Feasibility Assessment
Before committing, do a quick feasibility assessment.
Feasibility Scoring
Score each dimension 1-5:
Data (1-5):
- 5: 10K+ labeled examples, high quality, accessible
- 3: 2K labeled examples, decent quality
- 1: <500 examples or very noisy
Technical (1-5):
- 5: Straightforward task, existing approaches work
- 3: Some integration complexity, some technical challenges
- 1: Novel task, uncertain approach
Business (1-5):
- 5: Clear value, executive support, budget approved
- 3: Solid ROI but lower priority
- 1: Uncertain value, competing priorities
Total score:
- 13-15: Ready to build
- 10-12: Ready with risk mitigation
- <10: More exploration needed
Example Scorecard
Email categorization:
- Data: 4 (we have 5K labeled emails, good quality)
- Technical: 4 (straightforward NLP, existing approaches proven)
- Business: 5 (clear ROI, executive support)
- Total: 13 → Ready to build
Email response templates:
- Data: 2 (only 100 human-written templates, need more)
- Technical: 2 (generative, harder to ensure quality)
- Business: 3 (nice feature but not critical)
- Total: 7 → More exploration needed
Kickoff Readiness
Before starting build, ensure you have:
Clarity:
- Problem statement everyone agrees on
- Success metrics clearly defined
- MVP scope clearly defined
- Data is ready (or plan for data work)
Team:
- PM (you) owns product decision
- Engineer assigned and understands approach
- Data scientist available if needed
- Design involved (for UX/flow)
Support:
- Executive sponsor aware and supportive
- Budget allocated
- Stakeholders informed of timeline and risks
Risk Management:
- Key risks identified and mitigation planned
- Decision criteria defined (what makes us pivot?)

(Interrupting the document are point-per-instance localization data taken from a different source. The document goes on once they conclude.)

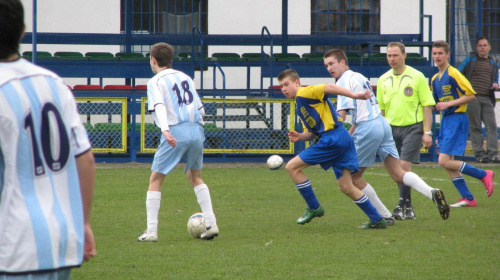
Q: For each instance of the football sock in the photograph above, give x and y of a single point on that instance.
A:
(462, 188)
(376, 202)
(152, 208)
(472, 171)
(205, 202)
(404, 195)
(364, 203)
(307, 193)
(414, 181)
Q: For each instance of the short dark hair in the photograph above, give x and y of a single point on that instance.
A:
(11, 27)
(288, 73)
(482, 38)
(337, 54)
(163, 53)
(400, 45)
(441, 44)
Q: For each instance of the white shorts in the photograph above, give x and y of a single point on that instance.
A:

- Contingency plan if initial approach doesn’t work
Only proceed if you’ve checked these boxes.
Key Takeaway: Start with user research to validate the problem. Determine if AI is the right solution (it often isn’t). Define an MVP that’s small enough to learn from quickly. Assess data readiness. Score feasibility. Clarify success metrics. Only then start building. Good scoping saves months of wasted effort.
Discussion Prompt
For your next AI feature idea: Have you validated the user problem? Would AI actually solve it better than alternatives? What’s your honest MVP scope?